Scheinbar grenzenlos, ausufernd, und so soll es auch sein.
    Wir
klingeln und werden von einer Frau, die aussieht wie die kleine Schwester von Liza Minelli in Cabaret, in
einen engen Flur eingelassen. Ganz richtig heißt sie Martha Bowles, unsere Gerbera nimmt sie mit einem vorsichtigen Lächeln
entgegen. Als hätte sie noch nie zuvor Blumen gesehen. Sie erklärt, dass Peter
in der Küche steht und dass es schrecklich nett ist, dass wir kommen konnten.
Dann ruft sie nach Peter und gibt uns jeweils einen roten Drink in einem hohen
Glas.
    Peter
Brockenmeyer sieht aus wie Elvis Costello in seiner Jugend, unversehens fällt
mir ein, dass ich vor vier Jahren in Frankfurt genau den gleichen Vergleich
aufgestellt habe, er trägt ein schwarzes Polohemd und eine große Schürze, auf
der für BAM, die Brooklyn Academy of
Music, geworben wird.
    »Phantastisch,
dass ihr habt kommen können«, sagt er. »Martha und ich haben uns schon
wahnsinnig darauf gefreut, euch zu sehen. Einfach phantastisch.«
    Warum
zum Teufel?, denke ich und hoffe, dass seine Begeisterung nur ein Zeichen der
üblichen amerikanischen Übertreibung ist. Wir nippen jeder an unserem Drink,
der gut ist, eine Art hausgemachter Mojito mit
dem Geschmack von Limone, Minze, Erdbeere und Zimt.

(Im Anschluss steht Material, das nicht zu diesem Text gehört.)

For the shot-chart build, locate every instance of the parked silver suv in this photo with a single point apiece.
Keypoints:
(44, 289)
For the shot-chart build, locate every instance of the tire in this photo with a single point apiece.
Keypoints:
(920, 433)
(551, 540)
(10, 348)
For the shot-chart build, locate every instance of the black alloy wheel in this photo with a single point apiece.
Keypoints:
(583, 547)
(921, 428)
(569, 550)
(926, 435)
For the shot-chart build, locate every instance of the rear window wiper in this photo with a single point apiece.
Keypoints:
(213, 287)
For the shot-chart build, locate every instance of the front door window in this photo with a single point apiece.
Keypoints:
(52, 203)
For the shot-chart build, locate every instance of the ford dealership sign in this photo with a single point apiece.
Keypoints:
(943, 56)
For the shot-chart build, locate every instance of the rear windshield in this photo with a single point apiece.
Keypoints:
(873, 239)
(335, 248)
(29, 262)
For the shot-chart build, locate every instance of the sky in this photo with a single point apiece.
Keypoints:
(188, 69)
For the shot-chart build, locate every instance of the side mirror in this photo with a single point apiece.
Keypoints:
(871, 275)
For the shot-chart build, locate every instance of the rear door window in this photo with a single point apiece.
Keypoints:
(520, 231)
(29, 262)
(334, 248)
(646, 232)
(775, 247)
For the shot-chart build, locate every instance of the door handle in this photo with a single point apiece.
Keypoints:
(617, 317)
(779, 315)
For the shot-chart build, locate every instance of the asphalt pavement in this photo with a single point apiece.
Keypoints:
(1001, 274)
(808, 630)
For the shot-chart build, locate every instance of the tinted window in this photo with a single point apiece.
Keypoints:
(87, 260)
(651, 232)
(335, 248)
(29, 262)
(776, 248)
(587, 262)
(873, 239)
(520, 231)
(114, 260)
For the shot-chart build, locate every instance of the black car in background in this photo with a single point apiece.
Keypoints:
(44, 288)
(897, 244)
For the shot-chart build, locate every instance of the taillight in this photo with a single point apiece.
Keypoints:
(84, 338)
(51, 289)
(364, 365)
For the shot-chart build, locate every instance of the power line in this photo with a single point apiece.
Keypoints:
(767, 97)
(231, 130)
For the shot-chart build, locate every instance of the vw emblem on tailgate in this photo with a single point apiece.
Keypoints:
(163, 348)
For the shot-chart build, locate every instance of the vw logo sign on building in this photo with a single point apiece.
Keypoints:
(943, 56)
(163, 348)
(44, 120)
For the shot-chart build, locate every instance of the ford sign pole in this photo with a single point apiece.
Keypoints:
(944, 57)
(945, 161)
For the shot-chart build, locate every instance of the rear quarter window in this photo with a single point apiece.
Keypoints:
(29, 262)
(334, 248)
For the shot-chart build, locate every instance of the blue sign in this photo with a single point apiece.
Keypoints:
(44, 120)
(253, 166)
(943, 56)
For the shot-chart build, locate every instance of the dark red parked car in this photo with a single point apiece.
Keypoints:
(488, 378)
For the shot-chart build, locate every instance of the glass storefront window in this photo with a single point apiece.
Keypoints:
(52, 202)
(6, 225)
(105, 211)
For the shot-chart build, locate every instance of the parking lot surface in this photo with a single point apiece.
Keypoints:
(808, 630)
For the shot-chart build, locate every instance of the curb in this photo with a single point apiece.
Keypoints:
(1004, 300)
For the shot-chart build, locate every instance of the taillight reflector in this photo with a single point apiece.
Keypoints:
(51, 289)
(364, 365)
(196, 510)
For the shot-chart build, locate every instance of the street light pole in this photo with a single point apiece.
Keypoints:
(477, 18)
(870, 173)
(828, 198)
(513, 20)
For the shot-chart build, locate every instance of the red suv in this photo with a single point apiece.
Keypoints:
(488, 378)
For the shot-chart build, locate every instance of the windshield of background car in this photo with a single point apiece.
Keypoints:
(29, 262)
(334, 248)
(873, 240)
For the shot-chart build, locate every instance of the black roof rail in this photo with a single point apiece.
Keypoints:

Peter geht zurück in die
Küche, Martha, Winnie und ich setzen uns um einen schwarzen Glastisch und
beginnen mit der Konversation.
    Mir
ist übel. Wir reden der Reihe nach über: New York, Europa, Barcelona, Präsident
Bush (für den noch kein Amerikaner, dem ich je begegnet bin, gestimmt hat oder
Sympathie hegt), Brooklyn, Paul Auster, den Drink, Coney Island und Hunderassen (Letzteres, weil nach fünf Minuten
ein brauner Köter ankommt und uns begrüßt, er heißt Truman und sieht aus, als wäre er hundert Jahre alt; Martha
erklärt, dass er ein Rettungshund ist und dass er nicht mehr lange zu leben
hat; sie haben ihn seit zwei Jahren, und als er alle Anwesenden genügend
beschnuppert hat, hinkt er von dannen und legt sich ins Schlafzimmer). Winnie
meistert das Gespräch ganz gut, ich schlucke meine Übelkeit zusammen mit dem
restlichen Drink hinunter und schaue mich im Zimmer um.
    Es
ist klein und voll gestellt. Verschiedene, selbst gebaute Bücherregale vom
Fußboden bis zur Decke, ein Alkoven mit einem gedeckten Esstisch - Peter legt
gerade letzte Hand daran, eilt zwischen Küche und Zimmer hin und her wie eine
Schwalbe mit Jungen im Nest und verkündet zwischendurch, wie weit die
Essenszubereitung ist -, Zwergpalmen, afrikanische Holzskulpturen, eingerahmte
Plakate alter Filme: Der unsichtbare Dritte, Fenster zum Hof, Citizen Kane. Aber auch ein Klavier; ich frage, wer spielt, und Martha
gibt zu, dass sie es ist. Sie arbeitet als Musiklehrerin in einer Schule in
Brooklyn Heights, außerdem
hat sie für drei oder vier Zeitschriften Kulturbeiträge geschrieben und
arbeitet an einem Roman. Sie lesen sich gegenseitig laut vor und schenken
einander Feedback und konstruktive Kritik. Beide haben Kurse in creative
writing absolviert und sind immer noch in einem. Martha
kennt eine ehemalige Freundin von Harrison Moore
ein wenig. Ich habe immer gedacht, Moore sei homosexuell, protestiere jedoch
nicht.
    Wir
setzen uns an den Tisch, essen zunächst stark gewürzte Jakobsmuscheln, dann
eine leckere, knallgelbe Paella. Trinken
eine größere Menge Rotwein. Martha und Winnie werden ziemlich betrunken und
finden einander; nach dem Dessert, Pflaume in Madeira mit Zitronensorbet,
ziehen die beiden um auf das Sofa und tauschen weibliche Erfahrungen aus. Peter
Brockenmeyer und ich sind auch ziemlich angesäuselt, wir bleiben am Tisch
sitzen, wo wir wichtige Fragen behandeln, was die Erzählperspektive im
Allgemeinen betrifft, die von Virginia Woolf im Besonderen, die Postmoderne und
die Demokratie in Europa im Gegensatz zu der in den USA, den Roman und Film Die
Stunden, Sylvia Plaths Selbstmord sowie das mysteriöse
Punktezählen beim Baseball.
    Die
ganze Zeit habe ich immer ein Auge auf Winnie hinten auf dem Sofa, es ist lange
her, dass ich sie in so guter, entspannter Laune gesehen habe wie heute Abend.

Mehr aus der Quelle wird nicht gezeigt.